SUMMONING: TOLKIEN’IN KARA DILINDE BLACK METAL

sileniusmitschwert1

Avusturya’lı epic, atmosferik Black Metal grubu Summoning’le konuştuk.

Son albümünüz Old Mornings Dawn geçen sene yayınlandı. Tepkiler nasıldı? Daha önceki albümlerinizle sound, kayıt ve albümün taşıdığı hisler anlamında kıyasladığınızda son albüm için neler söylemek istersiniz?

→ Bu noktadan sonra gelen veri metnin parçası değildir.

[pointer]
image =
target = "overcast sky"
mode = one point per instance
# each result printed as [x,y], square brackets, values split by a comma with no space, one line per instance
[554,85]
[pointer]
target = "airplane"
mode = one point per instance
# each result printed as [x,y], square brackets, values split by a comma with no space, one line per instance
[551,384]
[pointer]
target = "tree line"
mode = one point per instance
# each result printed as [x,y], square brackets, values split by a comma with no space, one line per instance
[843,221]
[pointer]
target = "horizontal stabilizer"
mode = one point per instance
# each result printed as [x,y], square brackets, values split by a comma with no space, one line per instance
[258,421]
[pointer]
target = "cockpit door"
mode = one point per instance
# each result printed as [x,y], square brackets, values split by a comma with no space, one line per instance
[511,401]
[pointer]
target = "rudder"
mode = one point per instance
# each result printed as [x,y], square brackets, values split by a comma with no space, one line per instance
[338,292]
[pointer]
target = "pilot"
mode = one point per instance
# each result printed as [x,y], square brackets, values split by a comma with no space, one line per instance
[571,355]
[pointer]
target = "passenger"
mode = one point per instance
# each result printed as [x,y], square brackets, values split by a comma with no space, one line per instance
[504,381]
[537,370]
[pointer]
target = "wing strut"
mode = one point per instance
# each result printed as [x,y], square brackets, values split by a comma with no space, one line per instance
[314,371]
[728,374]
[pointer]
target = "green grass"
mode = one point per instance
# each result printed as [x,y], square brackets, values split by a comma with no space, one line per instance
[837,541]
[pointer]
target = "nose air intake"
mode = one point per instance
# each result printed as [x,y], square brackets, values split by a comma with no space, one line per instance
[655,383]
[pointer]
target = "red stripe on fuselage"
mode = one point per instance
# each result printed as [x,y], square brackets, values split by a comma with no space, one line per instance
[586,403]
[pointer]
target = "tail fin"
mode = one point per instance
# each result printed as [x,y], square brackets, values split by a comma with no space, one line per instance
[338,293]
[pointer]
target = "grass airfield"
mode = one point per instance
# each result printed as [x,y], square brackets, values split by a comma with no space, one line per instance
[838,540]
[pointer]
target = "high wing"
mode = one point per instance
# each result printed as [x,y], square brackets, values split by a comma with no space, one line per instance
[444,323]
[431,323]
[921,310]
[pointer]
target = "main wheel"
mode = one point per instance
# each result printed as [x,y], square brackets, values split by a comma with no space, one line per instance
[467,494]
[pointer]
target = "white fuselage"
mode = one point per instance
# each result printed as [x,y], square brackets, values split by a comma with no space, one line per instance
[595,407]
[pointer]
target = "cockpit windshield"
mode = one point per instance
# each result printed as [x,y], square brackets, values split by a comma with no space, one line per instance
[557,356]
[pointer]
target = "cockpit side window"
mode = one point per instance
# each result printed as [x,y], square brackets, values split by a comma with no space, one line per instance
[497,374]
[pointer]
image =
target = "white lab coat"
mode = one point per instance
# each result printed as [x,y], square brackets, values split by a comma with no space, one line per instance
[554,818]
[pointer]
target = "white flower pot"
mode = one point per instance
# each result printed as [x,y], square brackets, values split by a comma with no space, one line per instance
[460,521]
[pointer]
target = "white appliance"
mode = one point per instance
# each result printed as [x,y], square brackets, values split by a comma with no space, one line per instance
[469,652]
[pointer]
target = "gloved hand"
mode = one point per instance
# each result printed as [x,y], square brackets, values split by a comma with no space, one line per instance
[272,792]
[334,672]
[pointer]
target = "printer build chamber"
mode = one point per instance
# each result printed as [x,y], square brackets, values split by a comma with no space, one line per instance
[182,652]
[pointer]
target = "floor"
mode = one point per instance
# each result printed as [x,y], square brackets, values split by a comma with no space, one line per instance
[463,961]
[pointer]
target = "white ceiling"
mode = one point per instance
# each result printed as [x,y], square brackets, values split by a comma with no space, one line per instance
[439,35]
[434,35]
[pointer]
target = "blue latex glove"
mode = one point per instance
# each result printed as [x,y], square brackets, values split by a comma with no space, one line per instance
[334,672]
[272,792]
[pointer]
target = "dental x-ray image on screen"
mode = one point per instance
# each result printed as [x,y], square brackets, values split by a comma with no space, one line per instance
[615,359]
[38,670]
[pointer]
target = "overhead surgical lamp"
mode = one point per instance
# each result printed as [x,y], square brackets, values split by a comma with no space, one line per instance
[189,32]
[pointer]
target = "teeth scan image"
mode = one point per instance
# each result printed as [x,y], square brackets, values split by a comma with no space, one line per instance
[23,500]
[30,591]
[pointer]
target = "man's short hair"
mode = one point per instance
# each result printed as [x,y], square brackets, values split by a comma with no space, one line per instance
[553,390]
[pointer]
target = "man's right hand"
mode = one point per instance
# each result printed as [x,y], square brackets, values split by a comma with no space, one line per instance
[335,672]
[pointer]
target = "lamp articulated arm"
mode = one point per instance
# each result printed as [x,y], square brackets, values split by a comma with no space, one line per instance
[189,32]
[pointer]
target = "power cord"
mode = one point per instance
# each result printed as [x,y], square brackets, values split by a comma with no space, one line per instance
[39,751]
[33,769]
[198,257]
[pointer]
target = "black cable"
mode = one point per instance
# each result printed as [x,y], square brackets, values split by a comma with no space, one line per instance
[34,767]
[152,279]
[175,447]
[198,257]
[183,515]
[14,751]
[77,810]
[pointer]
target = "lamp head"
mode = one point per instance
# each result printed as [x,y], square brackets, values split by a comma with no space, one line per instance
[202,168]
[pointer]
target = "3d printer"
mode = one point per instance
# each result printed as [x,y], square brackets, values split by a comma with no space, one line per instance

Silenius: Şimdiye kadar tepkilerin hepsi çok iyiydi. Bence insanlar uzun süren sessizliğimizin ardından hala var olduğumuzu duydukları için memnunlar. Ama elbette tüm fanlarımızın hoşuna gitmemiş de olabilir. Oathbond ve Lmhsyf albümlerini sevenler biraz hayal kırıklığına uğramış görünüyor çünkü Old Mornings Dawn onların gözünde daha karanlık ve daha az epik. Minas Morgul ve Dol Guldur’u sevenlerinse son albümden daha çok etkilendiği ortada. Yine de yeni fanlar kazanmış olmak güzel bir şey.

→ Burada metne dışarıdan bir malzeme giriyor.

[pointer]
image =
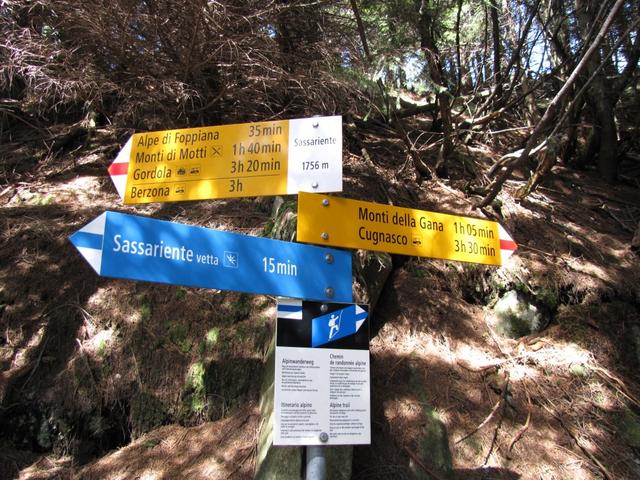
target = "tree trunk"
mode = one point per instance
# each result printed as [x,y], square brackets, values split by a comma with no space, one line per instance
[495,32]
[432,55]
[550,112]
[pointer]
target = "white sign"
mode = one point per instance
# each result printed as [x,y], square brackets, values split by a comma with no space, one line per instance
[322,387]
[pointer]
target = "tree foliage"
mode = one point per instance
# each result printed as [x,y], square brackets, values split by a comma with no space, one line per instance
[483,65]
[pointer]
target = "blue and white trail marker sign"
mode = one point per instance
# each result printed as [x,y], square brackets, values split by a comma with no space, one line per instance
[138,248]
[336,325]
[322,388]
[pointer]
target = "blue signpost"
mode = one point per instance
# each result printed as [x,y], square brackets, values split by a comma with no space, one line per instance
[336,325]
[139,248]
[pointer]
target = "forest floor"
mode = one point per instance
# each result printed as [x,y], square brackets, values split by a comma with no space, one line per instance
[104,378]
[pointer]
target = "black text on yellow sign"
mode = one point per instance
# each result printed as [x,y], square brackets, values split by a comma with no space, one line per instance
[342,222]
[239,160]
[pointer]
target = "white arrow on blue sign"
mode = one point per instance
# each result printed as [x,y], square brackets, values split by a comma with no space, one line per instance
[336,325]
[139,248]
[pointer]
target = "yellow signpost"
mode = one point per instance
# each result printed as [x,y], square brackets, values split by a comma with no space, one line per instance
[240,160]
[342,222]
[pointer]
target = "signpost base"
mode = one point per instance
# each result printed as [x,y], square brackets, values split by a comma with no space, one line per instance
[316,463]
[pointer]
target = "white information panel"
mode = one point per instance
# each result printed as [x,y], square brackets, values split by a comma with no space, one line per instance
[322,386]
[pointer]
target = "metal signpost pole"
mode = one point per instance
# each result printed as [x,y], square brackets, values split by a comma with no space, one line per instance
[316,463]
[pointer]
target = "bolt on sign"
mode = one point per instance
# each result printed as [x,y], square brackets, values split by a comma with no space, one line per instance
[342,222]
[241,160]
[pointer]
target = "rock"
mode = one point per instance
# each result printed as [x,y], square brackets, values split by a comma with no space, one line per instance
[432,448]
[517,316]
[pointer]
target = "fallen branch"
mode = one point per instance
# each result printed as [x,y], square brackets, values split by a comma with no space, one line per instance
[503,402]
[416,459]
[522,431]
[591,456]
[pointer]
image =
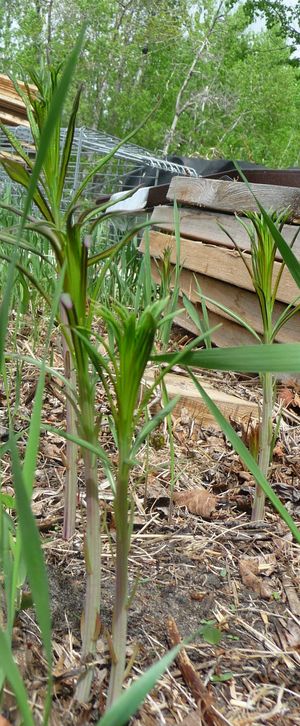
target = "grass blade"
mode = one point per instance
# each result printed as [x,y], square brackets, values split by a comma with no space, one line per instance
[13,676]
[33,555]
[248,359]
[55,110]
[128,703]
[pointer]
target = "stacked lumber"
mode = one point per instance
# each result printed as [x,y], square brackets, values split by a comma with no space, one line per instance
[192,406]
[12,108]
[209,257]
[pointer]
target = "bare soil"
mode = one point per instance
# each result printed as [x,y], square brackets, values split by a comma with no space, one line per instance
[241,577]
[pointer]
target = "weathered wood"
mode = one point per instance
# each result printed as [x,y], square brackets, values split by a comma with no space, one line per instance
[232,407]
[8,87]
[232,196]
[217,262]
[242,302]
[228,335]
[198,224]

summoning-old_mornings_dawn1

Bence Old Mornings Dawn ile Summoning daha karanlık ve dediğin gibi epikten uzaklaşarak daha atmosferik duyuluyor. Hatta Burzum’un dark ambient albümü Dauði Baldrs’ı hatırlattığını bile söyleyebilirim. Bunun nedeni belki de flüt sample’larına daha az yer vermeniz olabilir çünkü genel olarak flüt enstrümanının keskin melodileri yumuşattığını düşünüyorum. Siz ne düşünüyorsunuz? Bu bakış açısı klasik müzik orijinli olmakla birlikte,enstrümanlara ve oluşturduğunuz ruh haline bir anlam atfediyor musunuz merak ediyorum.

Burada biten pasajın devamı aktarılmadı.